Tuesday, December 23, 2008

How To: Remove and Prevent Blackheads

There's a little something that plagues most of us with skin woes. Blackheads. Most of us know how to treat the every day pimple but blackheads are much more difficult. I've devised my own routine for removing and preventing this annoyingly stubborn spots.

First, you'll need to understand what a blackhead is (feel free to scroll down to skip to my method of extraction):

Blackheads are a precursor to acne (think of how many times you've found a pimple the next morning after spotting a clogged pore). A blackhead is essentially a clogged pore, created by excessive oil production. The oil turns black when exposed to air, which gives them their nasty color. Blackheads are also created by dead skin cells accumulated in pores mixed with building oil production.

But all we really know is that we want to get rid of them, right?

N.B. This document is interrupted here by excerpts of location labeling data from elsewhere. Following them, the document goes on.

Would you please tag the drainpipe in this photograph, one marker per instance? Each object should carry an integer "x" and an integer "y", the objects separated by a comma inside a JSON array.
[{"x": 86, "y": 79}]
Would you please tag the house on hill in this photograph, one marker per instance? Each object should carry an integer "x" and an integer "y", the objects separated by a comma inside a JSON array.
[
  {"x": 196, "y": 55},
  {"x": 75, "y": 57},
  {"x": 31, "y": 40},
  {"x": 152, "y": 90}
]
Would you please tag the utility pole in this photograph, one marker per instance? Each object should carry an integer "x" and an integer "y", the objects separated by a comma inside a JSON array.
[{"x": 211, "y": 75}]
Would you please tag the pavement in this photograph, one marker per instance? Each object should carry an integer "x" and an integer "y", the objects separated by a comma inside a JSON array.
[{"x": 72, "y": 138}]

So here goes my blackhead extraction method. It's clean and simple.

You'll need:

  • A sink basin
  • Wash cloths
  • A black head extracting tool* (I've attached photos of these tools). They can found in drugstores (I bought mine in Rite-Aid) or even Ulta. I prefer to use the smaller loop end because I find it encloses the black head fully and easily "loops away" excess)
  • Soap free cleanser (optional but recommended)

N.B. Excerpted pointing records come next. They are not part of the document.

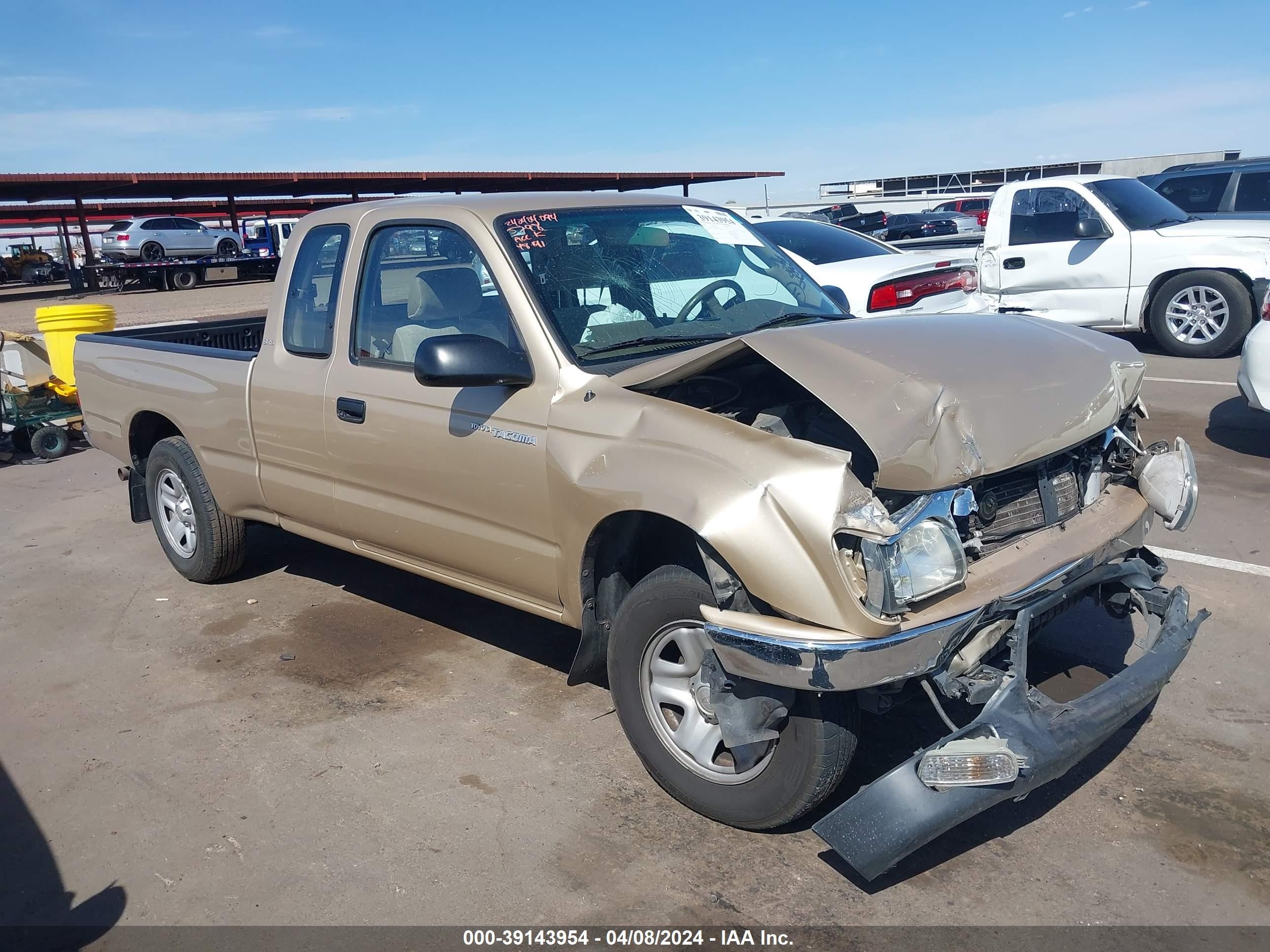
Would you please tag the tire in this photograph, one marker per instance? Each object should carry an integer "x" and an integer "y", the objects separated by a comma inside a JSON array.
[
  {"x": 808, "y": 761},
  {"x": 217, "y": 544},
  {"x": 184, "y": 280},
  {"x": 1226, "y": 306},
  {"x": 50, "y": 442}
]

1) First steam your face with hot water. I usually fill my bathroom sink basin with hot water and lean over the basin for a few minutes until my pores feel opened.

2) Next, if you're doing this removal for someone else, place two hot (but not scalding) wash cloths on her face. Otherwise, you can skip this step unless you have particularly resistant pores.

3) Retrieve a clean blackhead removal tool. I prefer to use the loop end. You can alternate or use the opposite end if you wish. Press down on affected areas. The blackhead should quickly "pop". Use the loop to clean away any excess. Clean with a damp wash cloth.

4) Repeat this steps. If the blackhead does not quickly loosen, do not press down further on the area. Do not scratch or poke at this area. Leave it alone or you'll risk the chance of scarring and/or infection. You can place a loosening mask such as the Mint Julep Mint Mask over stubborn areas and try removal again after rinsing the mask off with hot water.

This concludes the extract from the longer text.